What the Show Boy Band Has Taught us About Boy Bands

It all started with 30 Boy Band hopefuls from around the country. Every guy had his turn on the stage; evaluated by outspoken Nick Carter of Backstreet Boys, Emma Bunton, the irrepressible “Baby Spice”, and Timbaland, 4-time Grammy-winning producer who always says it like he sees it. These three, would take on the roles of “The Architects”; considering each competitor with a long-term goal of creating an all-new Boy Band.

It had taken ten weeks to find, audition, and select the original 30 competitors. The Architects evaluated their skills. Nick Carter ramped up the heat when he took over the dance auditions. With rapid fire precision, he demonstrated initial dance counts, challenging six guys to carry them off. Timbaland had them all laughing with his own version of “shoulder swag”. But, the humor was short-lived, as 12 singers were cut from the competition leaving 18 candidates to move forward. Timbaland summed it all up when he announced, “Let the journey begin.”

Three talented boys were cut first. The Architects noted that the most individualistic talents may not be the best suited for a boy band. Emma Bunton advised them to retain their individual characters to sing well alone. But, she gave the group one of the show’s first messages about roles:

“There’s a big difference between singing solo and performing in a group.”

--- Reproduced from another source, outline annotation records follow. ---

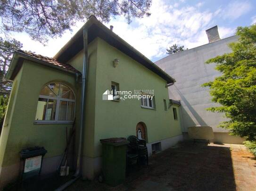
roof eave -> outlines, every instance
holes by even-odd
[[[47,61],[42,61],[29,55],[26,54],[25,53],[16,51],[14,52],[14,55],[11,61],[10,67],[9,67],[9,69],[8,70],[8,71],[7,72],[7,74],[6,75],[6,78],[7,79],[12,80],[12,79],[11,79],[12,73],[14,71],[15,68],[16,67],[16,65],[17,64],[18,61],[21,58],[33,61],[38,64],[40,64],[55,69],[59,70],[61,70],[65,72],[67,72],[72,75],[77,75],[77,74],[81,74],[80,72],[75,72],[68,70],[67,69],[65,69],[63,68],[54,65],[53,64],[47,62]]]
[[[161,69],[159,67],[156,65],[154,62],[151,61],[149,59],[148,59],[143,54],[140,53],[140,52],[135,49],[133,47],[129,45],[125,40],[121,38],[117,34],[115,33],[112,31],[110,31],[103,24],[100,23],[94,16],[91,16],[89,17],[88,21],[84,24],[75,34],[72,37],[70,40],[69,40],[67,43],[58,51],[57,53],[54,56],[54,58],[58,60],[59,58],[62,56],[63,54],[69,46],[70,46],[73,43],[74,43],[76,40],[83,35],[83,31],[84,28],[89,29],[92,24],[95,24],[98,27],[100,28],[104,32],[106,32],[108,35],[112,37],[113,38],[116,39],[120,42],[121,44],[123,44],[124,46],[127,46],[129,49],[132,50],[137,56],[141,58],[143,60],[151,65],[154,68],[155,68],[160,75],[157,74],[161,77],[164,79],[167,82],[167,84],[171,83],[174,83],[175,80],[174,78],[173,78],[168,74],[166,73],[164,71]],[[146,66],[145,66],[146,67]],[[151,70],[151,69],[150,69]],[[152,70],[151,70],[152,71]],[[154,71],[153,71],[154,72]],[[155,72],[156,73],[156,72]],[[163,77],[164,76],[164,77]]]

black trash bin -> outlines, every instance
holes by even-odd
[[[23,161],[21,178],[23,180],[38,176],[41,171],[42,159],[47,151],[44,147],[35,146],[22,149],[20,152]]]

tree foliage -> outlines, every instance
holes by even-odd
[[[256,140],[256,25],[238,27],[237,42],[229,45],[232,52],[207,61],[215,62],[222,73],[213,82],[203,84],[210,87],[212,100],[222,106],[208,108],[223,112],[230,120],[220,127],[231,132]]]
[[[5,40],[0,37],[0,95],[6,95],[10,93],[11,82],[5,79],[5,75],[13,52],[22,47],[22,44],[15,39]]]
[[[152,0],[0,0],[2,32],[25,31],[33,40],[47,42],[61,36],[75,23],[93,15],[102,22],[123,15],[149,16]]]
[[[166,53],[171,55],[185,50],[188,50],[188,48],[184,49],[183,46],[178,46],[176,44],[174,44],[172,46],[170,46],[169,49],[168,48],[166,49]]]

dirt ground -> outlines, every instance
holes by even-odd
[[[183,143],[150,157],[115,187],[79,180],[68,191],[256,191],[256,159],[243,145]]]

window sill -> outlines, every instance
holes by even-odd
[[[34,121],[34,125],[45,125],[45,124],[73,124],[74,121]]]
[[[156,109],[154,108],[151,108],[151,107],[148,107],[146,106],[140,106],[141,108],[144,108],[144,109],[152,109],[152,110],[156,110]]]

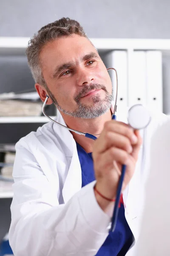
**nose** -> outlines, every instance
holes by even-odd
[[[79,86],[90,84],[95,79],[94,75],[88,68],[80,68],[78,71],[77,83]]]

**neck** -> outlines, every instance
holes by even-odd
[[[95,135],[97,138],[101,133],[106,122],[111,119],[112,114],[110,110],[101,116],[93,119],[83,119],[67,116],[60,112],[68,127],[82,132],[85,132]],[[94,141],[86,138],[75,132],[71,131],[75,141],[87,152],[93,151]]]

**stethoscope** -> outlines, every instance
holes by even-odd
[[[117,71],[113,67],[110,67],[107,69],[108,70],[113,70],[115,72],[116,76],[116,94],[114,110],[113,112],[112,112],[113,113],[112,116],[112,119],[116,120],[116,112],[117,110],[117,101],[118,89],[118,76]],[[93,135],[93,134],[91,134],[86,132],[82,132],[79,131],[76,131],[76,130],[69,128],[67,126],[63,125],[62,125],[61,124],[56,122],[48,116],[45,112],[45,108],[48,98],[49,96],[46,95],[45,100],[44,101],[42,105],[42,113],[45,116],[46,116],[48,119],[54,123],[60,125],[60,126],[61,126],[62,127],[63,127],[63,128],[67,129],[67,130],[75,132],[78,134],[84,135],[87,138],[91,139],[94,140],[96,140],[97,138],[96,137],[96,136]],[[129,125],[134,129],[139,130],[146,128],[149,125],[150,120],[151,117],[148,111],[141,104],[137,104],[136,105],[134,105],[131,107],[128,111],[128,121]],[[118,189],[116,192],[116,196],[113,209],[113,217],[111,219],[111,224],[110,229],[110,232],[113,232],[116,228],[119,213],[119,202],[120,201],[122,186],[125,170],[126,166],[125,165],[122,165],[122,173],[120,176],[120,180],[119,182]]]

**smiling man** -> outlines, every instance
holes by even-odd
[[[105,65],[80,24],[68,18],[42,28],[26,53],[41,99],[48,95],[47,104],[59,111],[55,120],[97,139],[50,122],[16,144],[9,232],[14,255],[132,255],[141,208],[142,140],[139,131],[111,119]],[[109,233],[122,164],[122,200]]]

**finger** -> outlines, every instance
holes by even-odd
[[[133,148],[129,139],[122,134],[113,132],[108,132],[105,136],[103,136],[99,143],[97,151],[99,153],[102,153],[112,147],[115,147],[123,149],[129,154],[132,153]]]
[[[136,130],[134,131],[134,133],[138,138],[138,142],[133,146],[133,150],[131,154],[131,156],[134,158],[136,161],[137,161],[138,158],[139,153],[141,149],[141,147],[142,144],[142,139],[140,134],[140,131]]]
[[[132,145],[137,142],[137,138],[134,133],[133,128],[122,122],[113,120],[106,122],[104,131],[105,131],[105,134],[108,131],[113,131],[128,137]]]
[[[113,161],[116,161],[121,164],[126,164],[129,160],[129,154],[125,150],[112,147],[104,153],[99,155],[98,160],[102,160],[102,163],[105,166],[110,164],[113,166]],[[96,160],[98,162],[98,160]]]

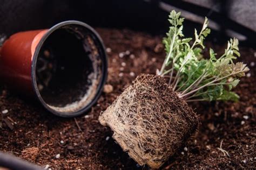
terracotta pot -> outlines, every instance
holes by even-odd
[[[36,96],[58,116],[72,117],[88,110],[106,80],[102,40],[92,27],[80,22],[16,33],[1,48],[1,81],[19,93]]]

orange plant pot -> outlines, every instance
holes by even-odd
[[[36,96],[47,110],[63,117],[83,114],[95,103],[107,72],[101,38],[78,21],[16,33],[0,49],[1,81]]]

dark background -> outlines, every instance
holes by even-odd
[[[196,16],[207,16],[219,24],[211,38],[221,43],[234,31],[245,36],[242,45],[254,47],[256,30],[254,0],[1,0],[0,35],[29,30],[49,28],[62,21],[78,20],[93,27],[128,28],[152,34],[164,34],[168,30],[168,10],[181,9]],[[170,11],[170,10],[169,10]],[[185,33],[192,36],[191,27],[201,25],[192,16],[185,23]],[[193,21],[192,21],[193,20]],[[227,30],[231,33],[227,34]],[[233,31],[233,32],[232,32]],[[210,37],[211,38],[211,37]],[[225,41],[224,41],[225,40]]]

Groups had blended vocal sounds that were so good together that The Architects were “blown away”. In following weeks, The Architects surveyed the competitors as they began various training rounds. The 18 moving forward were divided into groups of 6, and launched into heavy coaching sessions with industry greats. Tim Davis, Vocal Producer did voice lessons and sectionals. Adam Blackstone, Music Director, taught the groups musical ethics. Napoleon and Tabitha, along with Sagiv, taught movement and choreography. Make-up artists, hair dressers, wardrobe coordinators and more, took on the gradual process of forming each boy into a marketable package.

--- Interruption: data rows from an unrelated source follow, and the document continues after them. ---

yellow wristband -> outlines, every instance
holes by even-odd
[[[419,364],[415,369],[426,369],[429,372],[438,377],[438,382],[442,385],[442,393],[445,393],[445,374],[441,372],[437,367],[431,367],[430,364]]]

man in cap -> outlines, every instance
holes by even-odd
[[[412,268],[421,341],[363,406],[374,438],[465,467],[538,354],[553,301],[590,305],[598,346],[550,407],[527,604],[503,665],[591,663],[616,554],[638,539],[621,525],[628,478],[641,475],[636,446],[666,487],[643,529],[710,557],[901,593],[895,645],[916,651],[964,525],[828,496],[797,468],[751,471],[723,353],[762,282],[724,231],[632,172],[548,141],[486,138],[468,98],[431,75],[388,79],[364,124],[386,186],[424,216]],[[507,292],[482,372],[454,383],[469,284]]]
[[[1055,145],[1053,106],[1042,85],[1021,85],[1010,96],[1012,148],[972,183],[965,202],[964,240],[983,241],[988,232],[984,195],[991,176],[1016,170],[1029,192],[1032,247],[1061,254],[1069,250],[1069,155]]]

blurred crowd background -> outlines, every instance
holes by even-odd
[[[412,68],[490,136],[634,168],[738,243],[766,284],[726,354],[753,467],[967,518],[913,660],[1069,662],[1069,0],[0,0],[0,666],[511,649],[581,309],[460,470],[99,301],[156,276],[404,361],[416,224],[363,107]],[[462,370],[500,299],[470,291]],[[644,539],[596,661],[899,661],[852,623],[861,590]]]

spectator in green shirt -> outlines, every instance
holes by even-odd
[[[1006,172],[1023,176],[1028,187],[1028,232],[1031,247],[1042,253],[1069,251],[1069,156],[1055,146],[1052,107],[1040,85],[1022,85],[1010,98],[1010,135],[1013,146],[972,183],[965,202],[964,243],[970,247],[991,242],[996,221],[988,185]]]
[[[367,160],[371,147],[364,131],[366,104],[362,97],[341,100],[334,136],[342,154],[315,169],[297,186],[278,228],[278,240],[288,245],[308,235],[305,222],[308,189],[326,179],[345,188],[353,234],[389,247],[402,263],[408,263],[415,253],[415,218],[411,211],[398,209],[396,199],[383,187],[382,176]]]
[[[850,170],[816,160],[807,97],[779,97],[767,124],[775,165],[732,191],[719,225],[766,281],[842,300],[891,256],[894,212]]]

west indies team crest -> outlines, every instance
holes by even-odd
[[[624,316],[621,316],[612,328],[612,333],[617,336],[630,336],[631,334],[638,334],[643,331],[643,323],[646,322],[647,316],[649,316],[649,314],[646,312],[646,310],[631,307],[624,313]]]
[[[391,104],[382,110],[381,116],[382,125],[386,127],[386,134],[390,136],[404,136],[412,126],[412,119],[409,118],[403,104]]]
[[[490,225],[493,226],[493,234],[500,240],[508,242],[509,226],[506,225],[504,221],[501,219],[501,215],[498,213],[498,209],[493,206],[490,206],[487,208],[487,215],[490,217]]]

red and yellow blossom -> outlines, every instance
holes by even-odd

Each coach had a role to play in shaping the Boy Band candidates. As it has panned out, understanding personal and corporate roles in the world of Boy Bands has been a prominent and on-going theme throughout the competition.

Tim Davis, was precise describing each voice’s merits and lacks. He never hesitated to remove imperfections with surgical precision. His role? Create finely tuned vocal ensembles while improving each voice. He put forth the show’s next message about roles:

“It’s not about you. You’re here to serve the group and the song.”

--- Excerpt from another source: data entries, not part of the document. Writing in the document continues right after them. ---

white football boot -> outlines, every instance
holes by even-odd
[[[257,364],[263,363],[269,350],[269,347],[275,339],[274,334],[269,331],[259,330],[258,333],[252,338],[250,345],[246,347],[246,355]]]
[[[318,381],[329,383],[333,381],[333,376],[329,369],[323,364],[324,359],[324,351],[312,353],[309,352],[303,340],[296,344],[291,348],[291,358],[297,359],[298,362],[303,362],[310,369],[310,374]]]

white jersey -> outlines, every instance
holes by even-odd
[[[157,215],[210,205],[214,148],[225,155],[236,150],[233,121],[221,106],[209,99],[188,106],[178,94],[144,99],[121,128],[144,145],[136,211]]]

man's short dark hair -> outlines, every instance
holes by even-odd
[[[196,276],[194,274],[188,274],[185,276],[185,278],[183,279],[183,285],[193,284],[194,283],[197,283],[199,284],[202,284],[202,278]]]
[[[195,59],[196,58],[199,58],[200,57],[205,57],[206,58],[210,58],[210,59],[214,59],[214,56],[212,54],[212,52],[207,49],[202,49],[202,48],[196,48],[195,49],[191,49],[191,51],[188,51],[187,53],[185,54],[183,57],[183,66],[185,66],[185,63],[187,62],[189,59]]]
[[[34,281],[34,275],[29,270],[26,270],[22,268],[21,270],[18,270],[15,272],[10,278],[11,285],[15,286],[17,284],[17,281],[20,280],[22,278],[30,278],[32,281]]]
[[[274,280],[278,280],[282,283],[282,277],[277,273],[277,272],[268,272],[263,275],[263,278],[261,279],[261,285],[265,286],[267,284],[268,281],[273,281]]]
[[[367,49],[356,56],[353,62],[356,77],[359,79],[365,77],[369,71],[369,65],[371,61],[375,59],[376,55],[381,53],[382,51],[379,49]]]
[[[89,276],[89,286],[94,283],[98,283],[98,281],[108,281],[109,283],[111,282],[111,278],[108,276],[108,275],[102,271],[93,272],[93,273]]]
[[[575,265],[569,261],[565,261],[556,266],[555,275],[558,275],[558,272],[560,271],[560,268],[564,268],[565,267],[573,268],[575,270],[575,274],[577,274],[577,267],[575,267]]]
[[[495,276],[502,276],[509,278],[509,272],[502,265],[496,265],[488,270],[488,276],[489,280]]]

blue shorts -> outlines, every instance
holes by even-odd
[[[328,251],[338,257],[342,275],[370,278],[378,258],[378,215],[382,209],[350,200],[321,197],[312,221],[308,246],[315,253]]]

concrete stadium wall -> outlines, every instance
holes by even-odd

The Architects were tasked with critiques. Nick Carter required each boy to perform under pressure with a live audience, while maintaining unique stage presence. Would each boy prove to be a 1-trick pony? Would each be able to support the others within a complex harmonic structure? Would each be able to stay on point with vocals while executing complex and difficult choreography?

Adam Blackstone introduced the groups to rehearsals with a live back-up band. He taught them to experiment during rehearsals, but not in performance. He taught them to listen, to work as a unit, and to maintain a professional musical demeanor. His professional ethics set the bar high for the emerging talents. He seriously commented, “Don’t let your brothers down by showing the audience that you made a mistake.” He provided the show’s next lesson:

“Every performer has a role in the band. Each guy must know his role.”

Napoleon, Tabitha, and Sagiv developed movements and choreography for each song. They also taught the boys to share stories and bond. They spoke about connecting words with meaningful motions. Napoleon provided the show’s next lesson:

“When you bond, you sing better together. You connect with the words, they mean something, and we feel it.”

The next episodes included further cuts, as The Architects encouraged those cut to “not give up” and follow other musical paths for their lives. The next lessons about roles:

  • Sometimes the most talented belong on other paths.
  • The star doesn’t always win.

And this from Blackstone about musical work ethics:

“There’s nothing that can stop you if you work together.”

And this comment from visiting ‘NSync:

“Chemistry is key. Know your role. Sing as brothers.”

What are viewers to understand about Boy Bands as the final episode approaches? The Architects have finished their work, and the last eight will be judged by votes from across America. The five voted into the new Boy Band will be voted in by viewers. Why would The Architects give up control of their finely shaped talents? Will voting increase viewership? Is trading control for viewership the best route to creating the band? Such drama! One thing is certain, the show has taught us that Boy Bands are finely honed machines, that there are roles and order demanded within the realm of the talented, and that teamwork often trumps artistic individuality, and these things may surprise many.